Teradata Package for Python Function Reference | 20.00 - var - Teradata Package for Python - Look here for syntax, methods and examples for the functions included in the Teradata Package for Python.
Teradata® Package for Python Function Reference - 20.00
- Deployment
- VantageCloud
- VantageCore
- Edition
- Enterprise
- IntelliFlex
- VMware
- Product
- Teradata Package for Python
- Release Number
- 20.00.00.03
- Published
- December 2024
- ft:locale
- en-US
- ft:lastEdition
- 2024-12-19
- dita:id
- TeradataPython_FxRef_Enterprise_2000
- lifecycle
- latest
- Product Category
- Teradata Vantage
- teradataml.dataframe.sql.DataFrameColumn.var = var(self, distinct=False, population=False, **kwargs)
- DESCRIPTION:
Returns sample or population variance for values in a column.
* The variance of a population is a measure of dispersion from the
mean of that population.
* The variance of a sample is a measure of dispersion from the mean
of that sample. It is the square of the sample standard deviation.
Note:
1. When there are fewer than two non-null data points in the sample used
for the computation, then var returns None.
2. Null values are not included in the result computation.
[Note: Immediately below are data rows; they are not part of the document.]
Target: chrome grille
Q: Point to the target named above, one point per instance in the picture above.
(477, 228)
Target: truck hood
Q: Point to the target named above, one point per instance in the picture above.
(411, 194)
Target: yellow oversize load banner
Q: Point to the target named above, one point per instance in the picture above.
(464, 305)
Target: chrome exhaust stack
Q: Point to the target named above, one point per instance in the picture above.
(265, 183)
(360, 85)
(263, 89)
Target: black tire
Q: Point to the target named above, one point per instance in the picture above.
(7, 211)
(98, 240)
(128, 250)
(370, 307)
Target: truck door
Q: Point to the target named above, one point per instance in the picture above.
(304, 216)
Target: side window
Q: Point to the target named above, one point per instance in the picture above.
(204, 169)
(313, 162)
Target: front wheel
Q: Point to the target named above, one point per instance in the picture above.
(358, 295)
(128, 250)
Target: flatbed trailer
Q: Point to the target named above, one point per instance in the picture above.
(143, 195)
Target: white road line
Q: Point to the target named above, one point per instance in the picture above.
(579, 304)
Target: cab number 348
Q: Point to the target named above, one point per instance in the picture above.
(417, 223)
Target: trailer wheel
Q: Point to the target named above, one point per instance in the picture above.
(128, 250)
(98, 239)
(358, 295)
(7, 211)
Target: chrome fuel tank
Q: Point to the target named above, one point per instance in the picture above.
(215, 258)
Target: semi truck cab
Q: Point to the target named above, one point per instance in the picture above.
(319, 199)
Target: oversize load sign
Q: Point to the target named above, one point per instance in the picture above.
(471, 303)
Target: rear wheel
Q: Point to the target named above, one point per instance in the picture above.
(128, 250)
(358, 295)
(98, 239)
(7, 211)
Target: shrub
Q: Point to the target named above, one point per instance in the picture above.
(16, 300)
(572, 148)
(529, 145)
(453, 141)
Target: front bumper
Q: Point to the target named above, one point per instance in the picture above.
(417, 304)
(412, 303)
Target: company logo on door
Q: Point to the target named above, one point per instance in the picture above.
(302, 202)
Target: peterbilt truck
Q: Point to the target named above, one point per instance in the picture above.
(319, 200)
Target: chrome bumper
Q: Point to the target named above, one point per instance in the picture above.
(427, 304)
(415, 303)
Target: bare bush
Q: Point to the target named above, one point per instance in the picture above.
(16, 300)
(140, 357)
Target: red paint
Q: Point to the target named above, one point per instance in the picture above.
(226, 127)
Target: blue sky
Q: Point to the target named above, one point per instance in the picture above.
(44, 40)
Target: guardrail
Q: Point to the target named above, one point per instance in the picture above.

3. If data represents only a sample of the entire population for the
columns, Teradata recommends to calculate sample variance,
otherwise calculate population variance.
PARAMETERS:
distinct:
Optional Argument.
Specifies a flag that decides whether to consider duplicate values in
a column or not.
Default Values: False
Types: bool
population:
Optional Argument.
Specifies whether to calculate variance on entire population or not.
Set this argument to True only when the data points represent the complete
population. If your data represents only a sample of the entire population
for the columns, then set this variable to False, which will compute the
sample variance. As the sample size increases, even though the values for
sample variance and population variance approach the same number, but you
should always use the more conservative sample standard deviation calculation,
unless you are absolutely certain that your data constitutes the entire
population for the columns.
Default Value: False
Types: bool
kwargs:
Specifies optional keyword arguments.
RETURNS:
ColumnExpression, also known as, teradataml DataFrameColumn.
NOTES:
* One must use DataFrame.assign() when using the aggregate functions on
ColumnExpression, also known as, teradataml DataFrameColumn.
* One should always use "drop_columns=True" in DataFrame.assign(), while
running the aggregate operation on teradataml DataFrame.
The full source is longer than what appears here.